EJI’s scope extends beyond death penalty legal defense. Stevenson acknowledged that this type of legal defense is insufficient to solve the greater problem of injustice in America. Stevenson’s research draws a link between America’s history of terror lynching and the modern death penalty, finding them morally and functionally comparable, both deeply rooted in racism. 
Stevenson and EJI now seek to address widespread racial injustices through research and litigation, as well as many initiatives to provide public education through books, movies, reports, and other programs. 
As important as it is to recognize the groundbreaking and trailblazing Black lawyers and activists who have advanced civil rights and shaped America’s legal history, it is equally important to recognize that Black history is not over, and our celebration of these figures cannot be relegated to the past. We are surrounded by Black lawyers and scholars who are making history right now. As Black History Month comes to an end, let’s continue to recognize and support the work of racial justice that is still to be done. 
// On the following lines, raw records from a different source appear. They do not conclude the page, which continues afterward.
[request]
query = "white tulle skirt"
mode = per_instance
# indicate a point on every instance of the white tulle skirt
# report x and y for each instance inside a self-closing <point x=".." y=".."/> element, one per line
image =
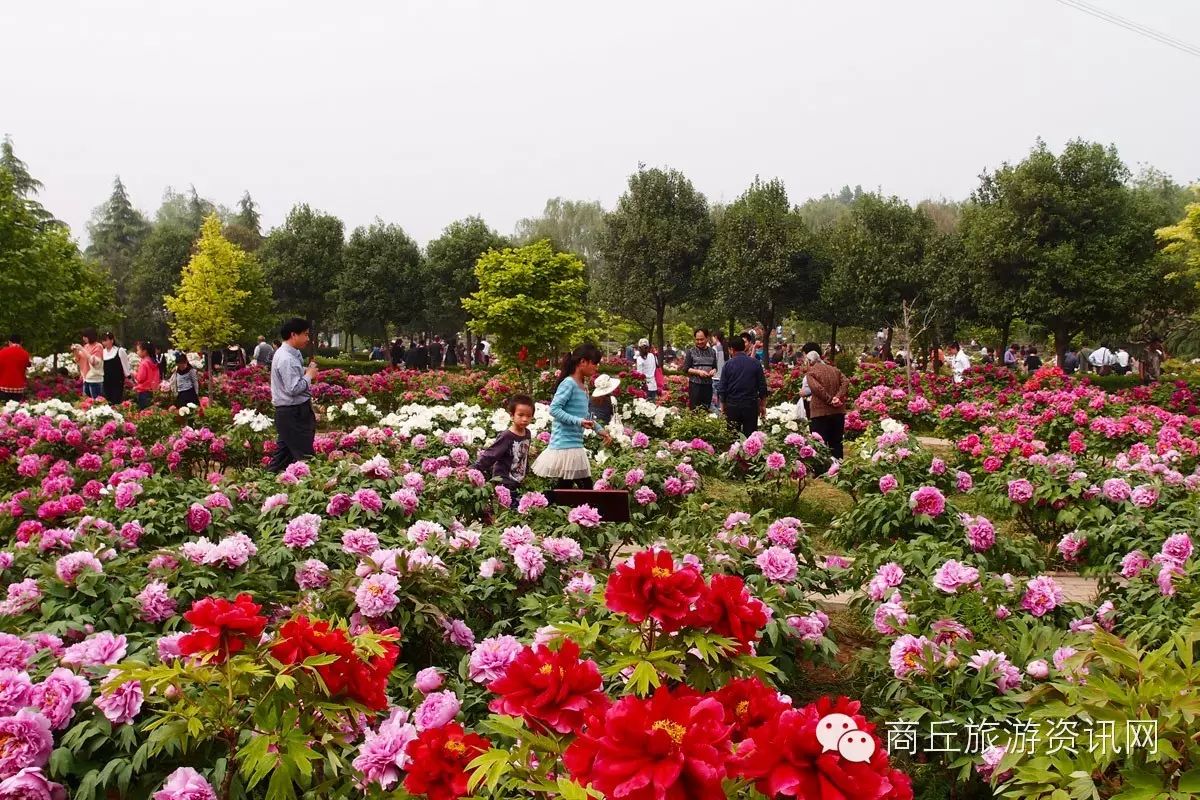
<point x="570" y="464"/>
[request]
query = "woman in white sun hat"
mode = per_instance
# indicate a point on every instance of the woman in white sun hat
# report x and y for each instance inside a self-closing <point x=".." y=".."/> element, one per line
<point x="601" y="398"/>
<point x="647" y="365"/>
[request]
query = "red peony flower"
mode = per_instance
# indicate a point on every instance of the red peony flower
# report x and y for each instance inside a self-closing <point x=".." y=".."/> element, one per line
<point x="652" y="587"/>
<point x="749" y="704"/>
<point x="365" y="681"/>
<point x="671" y="746"/>
<point x="549" y="689"/>
<point x="729" y="608"/>
<point x="221" y="626"/>
<point x="439" y="757"/>
<point x="784" y="757"/>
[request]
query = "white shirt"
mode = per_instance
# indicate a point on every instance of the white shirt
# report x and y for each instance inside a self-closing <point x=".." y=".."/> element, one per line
<point x="646" y="366"/>
<point x="1102" y="358"/>
<point x="960" y="364"/>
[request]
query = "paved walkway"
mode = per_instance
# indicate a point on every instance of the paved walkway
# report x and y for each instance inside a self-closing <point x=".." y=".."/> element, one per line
<point x="1074" y="588"/>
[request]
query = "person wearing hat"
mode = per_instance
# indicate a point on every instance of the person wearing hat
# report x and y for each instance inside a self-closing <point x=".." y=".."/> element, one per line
<point x="600" y="407"/>
<point x="647" y="366"/>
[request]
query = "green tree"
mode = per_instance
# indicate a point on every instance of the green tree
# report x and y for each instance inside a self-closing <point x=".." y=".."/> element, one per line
<point x="303" y="259"/>
<point x="879" y="259"/>
<point x="450" y="271"/>
<point x="117" y="232"/>
<point x="655" y="240"/>
<point x="761" y="259"/>
<point x="528" y="298"/>
<point x="24" y="184"/>
<point x="208" y="301"/>
<point x="49" y="290"/>
<point x="381" y="281"/>
<point x="1072" y="233"/>
<point x="570" y="226"/>
<point x="244" y="228"/>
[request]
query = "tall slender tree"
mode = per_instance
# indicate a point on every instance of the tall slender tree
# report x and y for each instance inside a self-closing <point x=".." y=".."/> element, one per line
<point x="117" y="232"/>
<point x="655" y="240"/>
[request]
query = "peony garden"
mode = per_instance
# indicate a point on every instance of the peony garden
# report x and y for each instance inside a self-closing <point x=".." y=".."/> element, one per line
<point x="382" y="621"/>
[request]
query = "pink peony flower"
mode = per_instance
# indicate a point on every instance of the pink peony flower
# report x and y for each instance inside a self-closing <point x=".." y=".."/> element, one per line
<point x="954" y="575"/>
<point x="427" y="680"/>
<point x="1042" y="596"/>
<point x="376" y="595"/>
<point x="185" y="783"/>
<point x="778" y="564"/>
<point x="27" y="743"/>
<point x="927" y="501"/>
<point x="121" y="704"/>
<point x="436" y="710"/>
<point x="583" y="516"/>
<point x="1133" y="563"/>
<point x="1020" y="491"/>
<point x="382" y="757"/>
<point x="492" y="656"/>
<point x="313" y="573"/>
<point x="157" y="605"/>
<point x="303" y="531"/>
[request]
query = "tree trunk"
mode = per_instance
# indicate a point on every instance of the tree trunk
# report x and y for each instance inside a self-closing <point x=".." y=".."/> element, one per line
<point x="1061" y="341"/>
<point x="1005" y="332"/>
<point x="660" y="310"/>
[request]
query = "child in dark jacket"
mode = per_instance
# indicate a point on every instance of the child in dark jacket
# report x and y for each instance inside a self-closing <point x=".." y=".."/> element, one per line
<point x="507" y="459"/>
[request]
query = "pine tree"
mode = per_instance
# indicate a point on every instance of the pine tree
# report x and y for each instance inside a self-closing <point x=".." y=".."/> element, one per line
<point x="118" y="232"/>
<point x="207" y="300"/>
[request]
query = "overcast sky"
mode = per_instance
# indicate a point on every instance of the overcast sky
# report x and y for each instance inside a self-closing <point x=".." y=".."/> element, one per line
<point x="421" y="113"/>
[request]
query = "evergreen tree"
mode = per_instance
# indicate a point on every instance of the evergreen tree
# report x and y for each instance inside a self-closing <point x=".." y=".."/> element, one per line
<point x="117" y="232"/>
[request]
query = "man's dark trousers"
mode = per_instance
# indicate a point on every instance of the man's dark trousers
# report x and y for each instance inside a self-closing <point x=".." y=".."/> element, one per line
<point x="297" y="426"/>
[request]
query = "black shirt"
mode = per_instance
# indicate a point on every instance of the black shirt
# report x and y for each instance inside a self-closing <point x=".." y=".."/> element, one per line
<point x="743" y="382"/>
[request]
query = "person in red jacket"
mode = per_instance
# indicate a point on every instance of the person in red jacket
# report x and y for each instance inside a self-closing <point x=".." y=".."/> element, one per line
<point x="13" y="365"/>
<point x="147" y="378"/>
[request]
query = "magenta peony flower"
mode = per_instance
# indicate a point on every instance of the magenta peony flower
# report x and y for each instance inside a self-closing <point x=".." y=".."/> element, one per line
<point x="382" y="756"/>
<point x="427" y="680"/>
<point x="1020" y="491"/>
<point x="927" y="501"/>
<point x="1116" y="489"/>
<point x="954" y="575"/>
<point x="376" y="595"/>
<point x="1133" y="563"/>
<point x="312" y="573"/>
<point x="303" y="531"/>
<point x="531" y="560"/>
<point x="492" y="656"/>
<point x="72" y="565"/>
<point x="1177" y="547"/>
<point x="100" y="649"/>
<point x="436" y="710"/>
<point x="778" y="564"/>
<point x="583" y="516"/>
<point x="198" y="518"/>
<point x="185" y="783"/>
<point x="1042" y="596"/>
<point x="156" y="603"/>
<point x="30" y="783"/>
<point x="27" y="741"/>
<point x="911" y="654"/>
<point x="123" y="703"/>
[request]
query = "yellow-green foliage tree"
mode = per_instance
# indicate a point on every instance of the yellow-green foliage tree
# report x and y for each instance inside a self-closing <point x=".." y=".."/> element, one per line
<point x="1182" y="239"/>
<point x="529" y="298"/>
<point x="208" y="300"/>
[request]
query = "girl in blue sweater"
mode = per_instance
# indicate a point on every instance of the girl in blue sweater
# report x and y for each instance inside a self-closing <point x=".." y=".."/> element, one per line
<point x="565" y="457"/>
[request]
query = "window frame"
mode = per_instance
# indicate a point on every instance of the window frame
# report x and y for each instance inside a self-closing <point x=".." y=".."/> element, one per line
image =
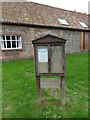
<point x="11" y="41"/>
<point x="82" y="24"/>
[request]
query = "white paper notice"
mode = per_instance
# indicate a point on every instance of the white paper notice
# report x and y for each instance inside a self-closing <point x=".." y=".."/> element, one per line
<point x="42" y="55"/>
 Derrick A. Bell, Serving Two Masters: Integration Ideals and Client Interests in School Desegregation Litigation, 85 Yale L.J. (1976).
 Bell, supra note 1.
 Kimberlé Williams Crenshaw, Mapping the Margins: Intersectionality, Identity Politics, and Violence Against Women of Color, Stanford L.R., 1991.
 I regret the summary treatment I had to provide to these figures in this short blog post, as their achievements can – and have – filled volumes, but my goal was to provide an overview of some of the interesting and inspiring Black lawyers who have shaped my understanding of the law and inspired me to look at the law as a living and changing body rather than an immutable monolith.